Darwinian justice
In Charles Darwin’s world, no matter your position in the food chain, your next meal not to mention your survival depended on speed, agility and cunning. Whether or not you buy into Darwin’s version of evolution and/or natural selection, the “survival of the fittest” model is alive, well and thriving in the 21st Century, with a few extras. Financial wealth and political influence are now the dominant currencies that determine your relative position in the food chain. They may also be the deciding factors determining whether or not you remain free to exercise your free will. HSBC, the world’s third largest bank, provides all the evidence we need to validate the assertion that in the U.S. wealth can keep you out of prison no matter the crime you commit; and without wealth or influence in high places even trivial transgressions could find you doing hard time.
HSBC was a “too-big-to-fail” bank which did not receive Troubled Asset Relief Program (TARP) bailout funds directly, but was an indirect benefactor due to its relationship with AIG before the 2008 financial crisis. (2) The TARP apologists will say big deal, the $3.5 billion bailout to HSBC made good business sense for the citizens because the U.S. Treasury actually made money on its TARP investments. Really? Mexican and Columbian drug cartels make an insane amount of money on illegal drugs. The irony here is that HSBC in addition to its role in the financial collapse also had a major role in laundering money for the drug cartels and international terrorists. According to Christie Smythe at Bloomberg Business, HSBC executed $670 billion in unmonitored, illegal transfers. (3) HSBC’s fine was less than three hundredths of one percent of that $670 billion. To put that in perspective, if you got the same deal as the U.S. Department of Justice gave HSBC, you could steal $10,000 and all would be forgiven for a mere $28 fine. Smythe also reports that HSBC made $9.5 billion worth of unreported currency exchanges. A 2% fee would result in a $190 million positive cash flow for HSBC. The world currency market, estimated at about $1 trillion per day, provides a golden opportunity for massive profits not to mention allowing money launderers to hide illegal transactions among the hundreds of billions of dollars of legal exchanges each day. But apparently HSBC is not through with breaking the law as they are again under scrutiny for a global tax scandal where HSBC Switzerland helped wealthy U.S. taxpayers hide their assets from the taxman. Billion dollar bailouts, big bonuses to senior management, money laundering for drug cartels and terrorists and now aiding and abetting tax evasion; but not one HSBC executive has spent or probably will spend even one day in jail.

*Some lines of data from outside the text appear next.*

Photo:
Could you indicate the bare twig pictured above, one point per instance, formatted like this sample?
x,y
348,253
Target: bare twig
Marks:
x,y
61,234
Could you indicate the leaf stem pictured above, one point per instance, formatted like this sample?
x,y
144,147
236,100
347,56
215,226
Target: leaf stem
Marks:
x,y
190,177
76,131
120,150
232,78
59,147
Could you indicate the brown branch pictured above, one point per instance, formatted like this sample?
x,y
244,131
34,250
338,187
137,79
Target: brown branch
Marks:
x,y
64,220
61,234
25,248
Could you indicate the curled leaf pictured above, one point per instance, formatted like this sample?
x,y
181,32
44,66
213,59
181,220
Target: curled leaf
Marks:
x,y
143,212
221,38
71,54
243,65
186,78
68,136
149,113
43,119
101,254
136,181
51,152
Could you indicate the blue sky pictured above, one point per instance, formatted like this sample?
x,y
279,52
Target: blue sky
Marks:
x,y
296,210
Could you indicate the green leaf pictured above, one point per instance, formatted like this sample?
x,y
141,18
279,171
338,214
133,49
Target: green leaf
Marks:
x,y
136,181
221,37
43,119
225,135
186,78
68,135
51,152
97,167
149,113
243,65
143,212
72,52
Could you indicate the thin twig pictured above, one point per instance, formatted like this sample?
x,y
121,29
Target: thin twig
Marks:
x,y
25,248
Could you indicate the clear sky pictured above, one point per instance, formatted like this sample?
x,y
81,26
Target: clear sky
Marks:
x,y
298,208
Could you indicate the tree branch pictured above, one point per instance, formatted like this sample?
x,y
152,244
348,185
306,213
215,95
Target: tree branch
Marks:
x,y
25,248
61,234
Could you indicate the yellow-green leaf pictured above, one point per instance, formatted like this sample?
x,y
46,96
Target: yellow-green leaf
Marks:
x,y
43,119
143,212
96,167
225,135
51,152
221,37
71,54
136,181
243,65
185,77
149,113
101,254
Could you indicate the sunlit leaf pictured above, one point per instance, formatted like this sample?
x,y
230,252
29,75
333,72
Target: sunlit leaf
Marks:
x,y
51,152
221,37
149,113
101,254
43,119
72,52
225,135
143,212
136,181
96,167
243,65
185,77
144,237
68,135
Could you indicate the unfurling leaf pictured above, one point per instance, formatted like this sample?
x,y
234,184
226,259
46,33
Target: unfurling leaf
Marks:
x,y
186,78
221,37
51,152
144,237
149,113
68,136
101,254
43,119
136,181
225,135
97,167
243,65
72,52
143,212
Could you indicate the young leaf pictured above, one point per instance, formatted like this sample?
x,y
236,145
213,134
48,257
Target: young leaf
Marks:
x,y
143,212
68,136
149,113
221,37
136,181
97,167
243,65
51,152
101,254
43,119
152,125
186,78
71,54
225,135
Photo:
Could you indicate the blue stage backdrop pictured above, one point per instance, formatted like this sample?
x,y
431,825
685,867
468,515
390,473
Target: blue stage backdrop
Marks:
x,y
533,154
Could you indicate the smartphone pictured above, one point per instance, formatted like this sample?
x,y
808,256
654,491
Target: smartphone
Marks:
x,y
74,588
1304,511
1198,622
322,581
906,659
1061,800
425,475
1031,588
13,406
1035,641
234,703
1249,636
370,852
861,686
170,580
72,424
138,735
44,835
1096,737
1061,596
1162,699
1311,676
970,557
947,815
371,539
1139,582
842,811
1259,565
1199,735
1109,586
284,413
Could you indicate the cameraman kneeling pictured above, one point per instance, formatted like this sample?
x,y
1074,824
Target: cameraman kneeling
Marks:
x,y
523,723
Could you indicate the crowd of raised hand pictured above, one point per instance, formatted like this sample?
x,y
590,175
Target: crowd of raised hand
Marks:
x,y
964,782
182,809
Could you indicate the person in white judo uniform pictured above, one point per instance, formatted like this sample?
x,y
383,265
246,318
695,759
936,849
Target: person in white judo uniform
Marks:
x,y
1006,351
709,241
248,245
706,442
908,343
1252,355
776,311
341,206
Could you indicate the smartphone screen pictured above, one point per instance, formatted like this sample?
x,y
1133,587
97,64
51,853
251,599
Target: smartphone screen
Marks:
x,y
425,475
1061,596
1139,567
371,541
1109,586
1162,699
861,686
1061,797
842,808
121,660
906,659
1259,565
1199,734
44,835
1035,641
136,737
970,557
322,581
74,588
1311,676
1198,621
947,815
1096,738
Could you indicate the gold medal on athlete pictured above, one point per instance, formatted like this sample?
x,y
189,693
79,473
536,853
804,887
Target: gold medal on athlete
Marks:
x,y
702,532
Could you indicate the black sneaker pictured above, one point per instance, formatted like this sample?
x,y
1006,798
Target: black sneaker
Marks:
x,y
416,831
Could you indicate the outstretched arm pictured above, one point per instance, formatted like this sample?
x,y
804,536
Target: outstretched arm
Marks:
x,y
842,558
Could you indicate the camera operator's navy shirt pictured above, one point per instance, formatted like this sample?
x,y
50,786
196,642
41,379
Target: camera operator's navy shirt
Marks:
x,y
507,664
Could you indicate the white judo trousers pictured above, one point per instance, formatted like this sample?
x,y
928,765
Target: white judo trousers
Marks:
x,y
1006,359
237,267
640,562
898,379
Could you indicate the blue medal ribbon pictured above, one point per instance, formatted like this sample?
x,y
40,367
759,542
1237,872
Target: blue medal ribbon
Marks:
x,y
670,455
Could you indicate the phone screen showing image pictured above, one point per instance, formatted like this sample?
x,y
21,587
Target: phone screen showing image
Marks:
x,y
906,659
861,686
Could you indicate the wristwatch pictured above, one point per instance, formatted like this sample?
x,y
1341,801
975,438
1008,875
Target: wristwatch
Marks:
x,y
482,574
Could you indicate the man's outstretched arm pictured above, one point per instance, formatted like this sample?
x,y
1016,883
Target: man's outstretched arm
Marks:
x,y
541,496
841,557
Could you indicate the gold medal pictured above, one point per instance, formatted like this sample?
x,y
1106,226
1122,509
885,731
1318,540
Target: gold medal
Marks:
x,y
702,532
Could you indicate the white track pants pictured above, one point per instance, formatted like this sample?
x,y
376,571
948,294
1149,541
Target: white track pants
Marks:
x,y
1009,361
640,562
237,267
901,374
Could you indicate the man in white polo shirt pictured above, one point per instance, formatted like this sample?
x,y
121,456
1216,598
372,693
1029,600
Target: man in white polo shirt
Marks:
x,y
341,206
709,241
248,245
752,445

Contrast that to Stephanie George who in 1998 had a lock box containing illegal drugs seized from her home she claims was placed there by a former drug dealing boyfriend. Stephanie had never been charged with violence but was sentenced to life without parole leaving three children parentless. Although HSBC and Stephanie George are just two atrocities at opposite ends of the legal spectrum, our judicial landscape is littered with over-the-top prosecutorial and judicial misconduct that pimps for the political class and comes down hard on the citizens, unless of course you have wealth and influence on your side to negotiate the law of the jungle that typifies the U.S. legal system.
Sources:
- Jerome Corsi, HSBC whistleblower spills Lynch evidence to Senate, World Net Daily, February 19, 2015.
- Glenn Greenwald, HSBC, too big to jail, is the new poster child for US two-tiered justice system, www.theguardian.com, December 12, 2012.
- Paul Lewis, Republicans seize on HSBC scandal to hold up Loretta Lynch’s confirmation, The Guardian, February 13, 2015.
- Christie Smythe, HSBC Judge approves $1.9 billion drug-money laundering accord, Bloomberg Business, July 13, 2013.